Jika kita cermati baik-baik bagaimana koalisi ini tercipta, maka kita akan mendapati bahwa PDI-P dan Partai Nasdem adalah dua partai utama yang sejak awal secara lugas menyatakan dukungannya pada Jokowi sebagai calon presiden.
Suara gabungan dari kedua partai ini saja sudah cukup untuk mencalonkan pasangan calon presiden dan wakilnya. Barangkali hal ini pula yang membuat kedua partai ini sangat dominan dalam setiap proses pencalonan, pengusungan, hingga pendeklarasian JMA. Kita dapat saksikan di hari pendeklarasian bagaimana dua petinggi partai dominan itu mengapit Jokowi mengumumkan wakilnya.

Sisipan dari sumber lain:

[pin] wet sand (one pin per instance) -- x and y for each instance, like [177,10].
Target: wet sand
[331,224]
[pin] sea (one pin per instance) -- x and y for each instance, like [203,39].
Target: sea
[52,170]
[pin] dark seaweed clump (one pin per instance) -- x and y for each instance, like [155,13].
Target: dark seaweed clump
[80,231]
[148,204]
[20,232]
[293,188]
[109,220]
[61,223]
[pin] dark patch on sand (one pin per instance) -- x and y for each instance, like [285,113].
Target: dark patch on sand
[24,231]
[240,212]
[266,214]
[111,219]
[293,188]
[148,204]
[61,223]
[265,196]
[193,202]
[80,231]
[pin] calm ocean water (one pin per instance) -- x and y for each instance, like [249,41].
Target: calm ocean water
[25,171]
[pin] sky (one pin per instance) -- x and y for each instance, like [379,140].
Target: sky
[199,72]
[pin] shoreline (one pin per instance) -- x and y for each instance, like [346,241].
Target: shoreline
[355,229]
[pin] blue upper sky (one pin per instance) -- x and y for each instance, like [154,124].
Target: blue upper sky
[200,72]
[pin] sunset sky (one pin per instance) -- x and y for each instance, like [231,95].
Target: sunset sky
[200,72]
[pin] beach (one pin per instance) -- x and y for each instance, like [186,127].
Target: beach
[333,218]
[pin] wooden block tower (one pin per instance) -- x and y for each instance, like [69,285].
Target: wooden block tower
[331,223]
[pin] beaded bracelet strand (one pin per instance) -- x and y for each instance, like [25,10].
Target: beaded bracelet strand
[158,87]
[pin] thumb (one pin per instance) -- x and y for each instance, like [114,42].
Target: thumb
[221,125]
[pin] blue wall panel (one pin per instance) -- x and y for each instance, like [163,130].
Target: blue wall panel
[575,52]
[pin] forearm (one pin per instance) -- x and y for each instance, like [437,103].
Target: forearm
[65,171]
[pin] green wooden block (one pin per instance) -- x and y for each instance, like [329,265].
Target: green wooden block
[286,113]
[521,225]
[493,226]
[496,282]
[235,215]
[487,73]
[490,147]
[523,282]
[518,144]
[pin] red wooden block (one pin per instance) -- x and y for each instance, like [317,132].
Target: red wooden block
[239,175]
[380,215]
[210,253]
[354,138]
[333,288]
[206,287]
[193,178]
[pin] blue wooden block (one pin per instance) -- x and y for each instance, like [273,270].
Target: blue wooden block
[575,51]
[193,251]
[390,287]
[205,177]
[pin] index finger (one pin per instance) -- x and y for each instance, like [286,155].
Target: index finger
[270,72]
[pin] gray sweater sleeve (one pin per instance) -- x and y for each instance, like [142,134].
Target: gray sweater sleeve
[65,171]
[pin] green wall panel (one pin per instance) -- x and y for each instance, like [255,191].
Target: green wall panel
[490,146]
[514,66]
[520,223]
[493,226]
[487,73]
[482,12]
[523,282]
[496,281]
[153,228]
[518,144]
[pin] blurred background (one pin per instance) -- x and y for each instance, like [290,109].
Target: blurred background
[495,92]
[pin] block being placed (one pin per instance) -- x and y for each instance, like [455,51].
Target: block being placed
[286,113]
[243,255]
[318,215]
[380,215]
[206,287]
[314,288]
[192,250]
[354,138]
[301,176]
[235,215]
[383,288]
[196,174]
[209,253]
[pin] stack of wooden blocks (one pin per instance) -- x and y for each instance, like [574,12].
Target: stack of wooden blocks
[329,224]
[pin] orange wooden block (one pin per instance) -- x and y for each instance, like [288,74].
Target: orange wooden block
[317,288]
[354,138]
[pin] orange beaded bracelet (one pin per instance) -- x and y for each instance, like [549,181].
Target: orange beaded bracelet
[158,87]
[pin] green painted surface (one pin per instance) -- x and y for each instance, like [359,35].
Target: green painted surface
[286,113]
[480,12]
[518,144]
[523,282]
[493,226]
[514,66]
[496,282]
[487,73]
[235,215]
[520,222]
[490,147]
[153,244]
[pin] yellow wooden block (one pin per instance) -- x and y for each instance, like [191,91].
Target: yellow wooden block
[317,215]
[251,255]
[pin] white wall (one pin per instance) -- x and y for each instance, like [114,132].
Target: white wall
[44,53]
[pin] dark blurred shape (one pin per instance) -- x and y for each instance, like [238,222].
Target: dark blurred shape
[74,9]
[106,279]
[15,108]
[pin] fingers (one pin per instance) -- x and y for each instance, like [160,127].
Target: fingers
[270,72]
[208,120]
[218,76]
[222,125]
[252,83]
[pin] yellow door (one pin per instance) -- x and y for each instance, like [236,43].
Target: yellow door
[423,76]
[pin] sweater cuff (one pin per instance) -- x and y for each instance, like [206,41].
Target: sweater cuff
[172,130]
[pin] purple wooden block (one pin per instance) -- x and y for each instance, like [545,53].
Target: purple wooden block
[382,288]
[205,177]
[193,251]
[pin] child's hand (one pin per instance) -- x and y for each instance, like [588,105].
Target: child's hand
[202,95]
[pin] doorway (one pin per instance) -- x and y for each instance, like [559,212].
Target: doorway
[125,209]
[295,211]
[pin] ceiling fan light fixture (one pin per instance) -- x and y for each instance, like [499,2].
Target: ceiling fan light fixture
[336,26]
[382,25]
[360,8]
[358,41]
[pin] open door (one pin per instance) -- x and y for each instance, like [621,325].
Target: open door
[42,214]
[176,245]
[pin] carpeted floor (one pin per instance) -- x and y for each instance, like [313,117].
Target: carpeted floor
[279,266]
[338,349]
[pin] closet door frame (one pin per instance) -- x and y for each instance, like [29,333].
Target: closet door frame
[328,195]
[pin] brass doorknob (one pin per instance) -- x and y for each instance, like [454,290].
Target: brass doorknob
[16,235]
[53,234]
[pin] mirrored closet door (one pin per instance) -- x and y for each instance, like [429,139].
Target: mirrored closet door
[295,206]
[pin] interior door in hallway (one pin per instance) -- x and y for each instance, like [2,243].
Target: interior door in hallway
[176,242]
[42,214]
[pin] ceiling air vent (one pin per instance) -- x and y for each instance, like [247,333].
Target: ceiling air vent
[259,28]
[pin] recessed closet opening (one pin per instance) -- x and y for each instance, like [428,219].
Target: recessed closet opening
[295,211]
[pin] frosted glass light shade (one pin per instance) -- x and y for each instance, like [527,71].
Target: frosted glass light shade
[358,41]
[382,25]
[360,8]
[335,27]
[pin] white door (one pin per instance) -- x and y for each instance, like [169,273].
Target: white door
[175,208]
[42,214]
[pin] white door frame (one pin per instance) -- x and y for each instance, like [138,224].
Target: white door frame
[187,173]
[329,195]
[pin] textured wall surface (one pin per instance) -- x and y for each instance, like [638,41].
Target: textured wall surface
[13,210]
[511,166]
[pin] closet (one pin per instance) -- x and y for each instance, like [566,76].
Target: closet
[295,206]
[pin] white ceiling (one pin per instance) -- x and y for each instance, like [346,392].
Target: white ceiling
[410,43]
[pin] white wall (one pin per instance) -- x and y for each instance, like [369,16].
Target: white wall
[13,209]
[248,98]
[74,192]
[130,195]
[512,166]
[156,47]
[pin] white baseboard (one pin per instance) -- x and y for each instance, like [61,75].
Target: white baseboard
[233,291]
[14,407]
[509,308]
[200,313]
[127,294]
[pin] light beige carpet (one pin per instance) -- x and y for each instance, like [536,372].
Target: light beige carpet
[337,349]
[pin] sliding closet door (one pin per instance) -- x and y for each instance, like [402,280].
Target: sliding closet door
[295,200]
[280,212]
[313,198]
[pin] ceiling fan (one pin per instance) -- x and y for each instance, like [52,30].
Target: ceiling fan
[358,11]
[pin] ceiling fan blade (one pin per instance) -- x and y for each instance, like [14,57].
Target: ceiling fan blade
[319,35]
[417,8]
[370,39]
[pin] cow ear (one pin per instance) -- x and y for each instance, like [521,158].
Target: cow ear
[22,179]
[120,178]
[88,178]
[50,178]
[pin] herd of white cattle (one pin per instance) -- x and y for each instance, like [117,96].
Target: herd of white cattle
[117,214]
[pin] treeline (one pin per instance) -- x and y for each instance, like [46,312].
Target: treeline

Namun, yang penting juga dicermati, pada hari-hari menjelang pendeklarasian PKB terlihat berusaha lebih gigih untuk ikut menentukan cawapresnya. Sangat mungkin di hari-hari terakhir inilah blunder nama Ma’ruf Amin mencuat dan, dari rumor yang beredar, menggantikan nama, juga rumor meskipun santer, Mahfud MD. Pertanyaannya, siapa yang menentukan dan diuntungkan ketika nama Mahfud MD (rumor) digantikan Ma’ruf Amin (definitif)?
Pertanyaan itu sebenarnya cukup pelik dan tentu tak dapat dijawab dengan mudah. Jokowi sendiri hanya mengatakan bahwa Ma’ruf Amin berpengalaman dan tokoh agama yang bijaksana serta melengkapi. “Kami ini saling melengkapi, nasionalis religius,” ujar Jokowi sebagaimana dikutip berbagai media. Hal itulah yang menimbulkan berbagai spekulasi tak berkesudahan, ditambah keterangan Mahfud MD saat diundang di ILC.
Berdasarkan hal itu, kita hanya bisa menduga-duga. Akan tetapi untuk melihat hal itu dan keuntungan (atau kerugian?) yang didapat tentu kita bisa mencoba mengurainya.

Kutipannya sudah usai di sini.